В конце 1952 года нас с Фединым послали в Англию и Шотландию. Сблизившись с Фединым за этот год больше, чем раньше, я был рад, что мы едем вместе, и, насколько понимаю, он разделял мои чувства.
В этой поездке я узнал Федина такого, о каком до тех пор лишь слышал от его давних друзей. Узнал как попутчика, неутомимого и неунывающего, готового и засидеться глубоко за полночь, и выпить с толком и с расстановкой, и подшутить над самим собой и ближними, и даже созорничать, если это к месту и под настроение.

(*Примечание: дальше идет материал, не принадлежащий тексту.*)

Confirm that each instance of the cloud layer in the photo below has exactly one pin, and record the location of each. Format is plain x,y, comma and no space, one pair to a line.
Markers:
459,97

Время было не только сложное, но и крутое, может быть из самых крутых: шли последние месяцы жизни Сталина. На встречах и с английскими писателями, а тем более с журналистами не приходилось жаловаться на недостаток вопросов, в том числе злых, а случалось – и провокационных, но с такими вопросами все-таки было сравнительно проще; гораздо трудней было с другими – доброжелательными, но полными всякого рода искренних недоумений. Найти удовлетворительные ответы на многие из них тогда, за три с лишним года до XX съезда18
, было нелегко ни Федину, ни мне.Такие поездки не только сближают, но и заставляют лучше понять друг друга. Пожалуй, в смысле сиюминутного опыта я был из нас двоих более опытен – ездил в то время много и часто, а Федин отправился в эту поездку на Запад после довольно долгого перерыва. Но у него в запасе был опыт иного рода – давний опыт не поездок, а жизни там, на Западе, да и вообще опыт далеко не просто прожитой жизни русского интеллигента, пришедшего к революции уже не юношей, а человеком хотя и молодым, но зрелым.
Федин не склонен был драматизировать положение, в котором мы оказались, и даже, бывало, подшучивал над переводчиком, когда тот подыскивал выражения поаккуратней.
«Не ищите, мой дорогой, соломки, чтобы подостлать. И наши оппоненты ею не запасались, и мы ее с собой не привезли».
Некоторые, особенно остро выпиравшие проблемы того времени кроме дружеских бесед заведомо предполагали и столкновения, и мы, уезжая домой, оставляли за сшитой не только друзей. Иначе и не могло быть, если берешь за принцип оставаться самим собой и в благоприятной, и в неблагоприятной для этого обстановке. А как раз этого принципа, сдобренного холодноватым юмором и дозою старомодной чопорности, неизменно придерживался Федин всю нашу поездку.
Началась она, кстати, забавной историей, о которой я в свое время даже написал стихи, посвященные Константину Александровичу19
. Мы летели в Лондон через Прагу и Париж. Над Западной Европой стояла зимняя погода, самолет из Парижа сначала не принял Лондон, потом не приняли Брюссель и Амстердам, и наконец нас метнуло во Франкфурт-на-Майне, то есть в Боннскую, как мы тогда ее называли, республику, с которой у нас еще не было дипломатических отношений.